Итак, документы скоро будут готовы, и он покинет эти стены. Но как на все это отреагируют сопалатники? Все ли им рассказать или что-то скрыть? Над этим думал Артем, пока шел обратно.
Он вошел в палату и тщательно закрыл за собой дверь. Потом придвинул стул и сел на него «верхом», сложив на спинку руки. Анисимов и Либерман внимательно смотрели на него.
– Прошу выслушать меня и не задавать вопросы пять минут, – начал Артем. – Я был у начмеда, мы только что пообщались. Он считает меня организатором какой-то группы, которая находится у нас в этой палате и… двое членов которой убили людей. Так ли ему это преподнесли или он сам так это понял – не важно. Важно то, что все это ему очень не нравится. Он считает, что именно с моим появлением здесь началось… так сказать, все это, и чтобы неприятности, которые могут вслед за этим прийти, не смогли повлиять на работу его медицинского центра, лучшим выходом будет моя немедленная выписка. Результаты это позволяют, более того – через несколько дней я буду в Москве и продолжу лечение, Ялынский все мне там устроил, как и обещал. Он предложил выписать меня завтра, но после его слов мне так тошно здесь находиться, что я попросил Бойко оформить мне выписку сегодня. Вот такие дела.
Возникла пауза, во время которой Сан Саныч вздохнул, а Лев Соломонович просто сидел и смотрел на Артема.
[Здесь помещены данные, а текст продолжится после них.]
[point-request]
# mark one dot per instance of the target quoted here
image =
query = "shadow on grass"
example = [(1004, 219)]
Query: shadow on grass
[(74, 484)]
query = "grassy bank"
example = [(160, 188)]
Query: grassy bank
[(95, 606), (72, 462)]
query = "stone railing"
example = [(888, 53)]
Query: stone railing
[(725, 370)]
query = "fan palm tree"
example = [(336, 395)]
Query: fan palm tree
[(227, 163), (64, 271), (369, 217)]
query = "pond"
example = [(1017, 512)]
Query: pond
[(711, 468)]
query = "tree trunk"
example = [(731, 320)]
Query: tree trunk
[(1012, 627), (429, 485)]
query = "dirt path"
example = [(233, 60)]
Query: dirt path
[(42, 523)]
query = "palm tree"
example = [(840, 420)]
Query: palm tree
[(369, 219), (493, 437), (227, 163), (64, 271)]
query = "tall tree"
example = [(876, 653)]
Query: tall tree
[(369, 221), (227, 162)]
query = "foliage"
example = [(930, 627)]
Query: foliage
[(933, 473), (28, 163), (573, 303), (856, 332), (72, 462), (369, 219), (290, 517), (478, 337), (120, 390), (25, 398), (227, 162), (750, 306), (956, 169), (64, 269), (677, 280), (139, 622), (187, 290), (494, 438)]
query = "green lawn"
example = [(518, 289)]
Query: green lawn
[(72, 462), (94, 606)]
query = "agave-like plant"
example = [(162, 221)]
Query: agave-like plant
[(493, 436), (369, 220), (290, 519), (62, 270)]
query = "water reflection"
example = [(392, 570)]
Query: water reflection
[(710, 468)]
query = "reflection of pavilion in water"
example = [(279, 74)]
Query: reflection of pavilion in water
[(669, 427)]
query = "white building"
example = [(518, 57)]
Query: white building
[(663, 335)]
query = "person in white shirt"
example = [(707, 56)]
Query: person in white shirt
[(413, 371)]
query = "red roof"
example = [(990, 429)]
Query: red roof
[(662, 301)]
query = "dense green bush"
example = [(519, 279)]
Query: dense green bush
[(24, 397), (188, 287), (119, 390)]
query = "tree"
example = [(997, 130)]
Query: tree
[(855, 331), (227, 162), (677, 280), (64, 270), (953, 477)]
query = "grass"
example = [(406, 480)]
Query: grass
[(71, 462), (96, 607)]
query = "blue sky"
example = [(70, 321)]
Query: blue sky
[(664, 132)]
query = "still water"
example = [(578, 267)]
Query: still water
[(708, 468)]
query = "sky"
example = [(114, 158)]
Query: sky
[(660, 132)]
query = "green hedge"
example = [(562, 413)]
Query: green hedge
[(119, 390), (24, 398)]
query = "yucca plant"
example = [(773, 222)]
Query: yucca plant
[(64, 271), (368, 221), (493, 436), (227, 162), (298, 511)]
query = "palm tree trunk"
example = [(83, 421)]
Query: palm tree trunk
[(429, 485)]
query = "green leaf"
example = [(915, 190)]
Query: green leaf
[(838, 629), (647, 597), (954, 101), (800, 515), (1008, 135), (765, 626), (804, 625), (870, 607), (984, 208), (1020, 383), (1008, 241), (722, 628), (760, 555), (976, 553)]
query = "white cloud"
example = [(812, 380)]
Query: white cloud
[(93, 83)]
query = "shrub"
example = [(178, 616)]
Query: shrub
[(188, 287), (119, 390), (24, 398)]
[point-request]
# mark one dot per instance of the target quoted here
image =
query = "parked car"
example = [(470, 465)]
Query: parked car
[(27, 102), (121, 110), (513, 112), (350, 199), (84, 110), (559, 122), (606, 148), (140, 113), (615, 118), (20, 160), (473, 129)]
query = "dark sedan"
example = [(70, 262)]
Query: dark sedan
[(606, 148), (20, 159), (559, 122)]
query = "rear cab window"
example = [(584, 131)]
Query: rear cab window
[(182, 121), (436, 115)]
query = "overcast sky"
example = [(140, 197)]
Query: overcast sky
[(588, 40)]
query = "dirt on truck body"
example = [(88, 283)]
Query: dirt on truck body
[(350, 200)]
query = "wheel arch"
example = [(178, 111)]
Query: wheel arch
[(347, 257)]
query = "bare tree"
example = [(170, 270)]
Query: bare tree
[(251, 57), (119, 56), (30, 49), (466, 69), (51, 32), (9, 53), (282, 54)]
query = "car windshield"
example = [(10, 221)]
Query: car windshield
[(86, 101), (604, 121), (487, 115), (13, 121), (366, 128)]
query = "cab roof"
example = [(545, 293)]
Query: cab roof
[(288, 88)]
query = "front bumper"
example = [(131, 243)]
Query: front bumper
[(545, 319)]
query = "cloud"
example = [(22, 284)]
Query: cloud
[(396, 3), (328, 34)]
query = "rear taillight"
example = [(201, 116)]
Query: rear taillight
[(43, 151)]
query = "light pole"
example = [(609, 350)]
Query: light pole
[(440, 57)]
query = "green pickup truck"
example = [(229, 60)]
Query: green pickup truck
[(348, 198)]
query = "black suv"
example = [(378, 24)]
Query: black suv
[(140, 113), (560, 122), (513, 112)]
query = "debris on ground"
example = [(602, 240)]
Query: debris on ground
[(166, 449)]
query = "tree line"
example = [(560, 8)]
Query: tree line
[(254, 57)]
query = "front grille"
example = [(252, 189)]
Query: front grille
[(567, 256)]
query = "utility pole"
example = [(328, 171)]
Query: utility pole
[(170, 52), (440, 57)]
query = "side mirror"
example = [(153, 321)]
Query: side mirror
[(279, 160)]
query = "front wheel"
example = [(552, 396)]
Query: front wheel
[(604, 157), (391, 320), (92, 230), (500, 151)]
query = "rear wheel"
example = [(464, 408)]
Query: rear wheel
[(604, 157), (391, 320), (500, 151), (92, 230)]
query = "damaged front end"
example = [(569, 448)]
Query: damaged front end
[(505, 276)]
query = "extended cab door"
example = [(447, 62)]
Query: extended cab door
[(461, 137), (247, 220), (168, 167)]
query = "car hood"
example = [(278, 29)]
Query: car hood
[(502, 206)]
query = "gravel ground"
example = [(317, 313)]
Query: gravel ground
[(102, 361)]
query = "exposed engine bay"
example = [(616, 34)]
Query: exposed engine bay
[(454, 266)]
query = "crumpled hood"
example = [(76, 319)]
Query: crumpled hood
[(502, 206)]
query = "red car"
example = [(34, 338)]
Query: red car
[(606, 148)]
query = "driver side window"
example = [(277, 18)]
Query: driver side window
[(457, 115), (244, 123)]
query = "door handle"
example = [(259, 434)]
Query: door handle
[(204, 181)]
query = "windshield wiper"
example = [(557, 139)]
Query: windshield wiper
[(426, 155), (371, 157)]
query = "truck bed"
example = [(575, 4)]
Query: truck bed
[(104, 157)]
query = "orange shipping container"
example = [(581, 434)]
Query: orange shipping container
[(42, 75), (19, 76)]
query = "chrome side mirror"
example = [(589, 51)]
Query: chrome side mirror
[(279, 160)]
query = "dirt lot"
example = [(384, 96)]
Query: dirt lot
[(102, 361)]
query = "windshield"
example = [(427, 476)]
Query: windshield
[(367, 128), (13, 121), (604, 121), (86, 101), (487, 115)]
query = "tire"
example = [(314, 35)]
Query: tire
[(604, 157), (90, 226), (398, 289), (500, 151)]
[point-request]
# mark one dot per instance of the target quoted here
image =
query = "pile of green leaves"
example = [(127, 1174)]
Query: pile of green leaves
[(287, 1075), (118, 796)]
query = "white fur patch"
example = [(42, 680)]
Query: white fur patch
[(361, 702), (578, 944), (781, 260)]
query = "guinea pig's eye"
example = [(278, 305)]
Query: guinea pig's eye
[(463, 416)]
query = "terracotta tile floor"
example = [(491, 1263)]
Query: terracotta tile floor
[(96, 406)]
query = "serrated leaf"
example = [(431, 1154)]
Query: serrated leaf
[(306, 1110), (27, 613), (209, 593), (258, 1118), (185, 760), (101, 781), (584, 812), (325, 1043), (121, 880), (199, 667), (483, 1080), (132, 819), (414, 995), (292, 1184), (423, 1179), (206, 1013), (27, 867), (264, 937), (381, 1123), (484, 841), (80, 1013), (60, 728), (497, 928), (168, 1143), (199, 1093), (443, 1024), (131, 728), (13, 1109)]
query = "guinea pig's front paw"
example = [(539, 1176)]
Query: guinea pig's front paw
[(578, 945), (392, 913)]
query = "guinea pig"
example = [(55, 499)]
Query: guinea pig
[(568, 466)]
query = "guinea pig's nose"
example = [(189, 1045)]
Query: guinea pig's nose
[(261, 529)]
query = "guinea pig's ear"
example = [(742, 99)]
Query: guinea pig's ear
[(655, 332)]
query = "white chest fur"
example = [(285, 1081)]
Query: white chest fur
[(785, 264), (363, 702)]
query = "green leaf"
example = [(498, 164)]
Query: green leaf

Потом он сказал:
– И что будем делать дальше?
– Ну, связь мы будем держать в любом случае, – ответил Артем. – Запишите мой телефон, и телефон Толи Шевчука тоже – на всякий случай, как и договаривались. Я никуда не пропадаю, просто уеду на время в Москву. Телефон я обычно не выключаю. Не знаю, какие правила в столичной клинике, но не думаю, что намного строже местных. Поэтому прошу звонить, как только я вам понадоблюсь.
– По телефону всего не скажешь, – качая головой, проговорил Анисимов.
– Сан Саныч, дорогой, я же не на год туда уезжаю.
Опять повисло молчание. Артем чувствовал, что он должен еще что-то сказать, возможно – что-то ободряющее или обнадеживающее, но в голову ничего не приходило. Зато мысли о том, что своим уходом он как-то обижает своих более взрослых товарищей по несчастью, проникали в мозг без проблем. Но что он мог сделать? И в чем он был виноват? Никакой вины он за собой не чувствовал. Но на душе было нехорошо. Неизвестно, сколько бы еще они так сидели в тишине, если бы за дверью не процокали каблучки медсестры. Артем обернулся в тот момент, когда в дверь постучали.
– Для Горбунова, документы. Возьмите, пожалуйста.
Артем открыл дверь. За дверью стояла Маруся, та самая медсестра, которая так нравилась Василию. На ее глазах были слезы. Она протянула папку с документами Артему и спросила:
– Артем Григорьевич, это вам.
Видя, что она хочет еще что-то сказать, Артем прикрыл за собой дверь и обернулся к ней:
– Все нормально?
– Скажите, – дрожащим голосом спросила девушка, – но ведь Вася… он же был хороший?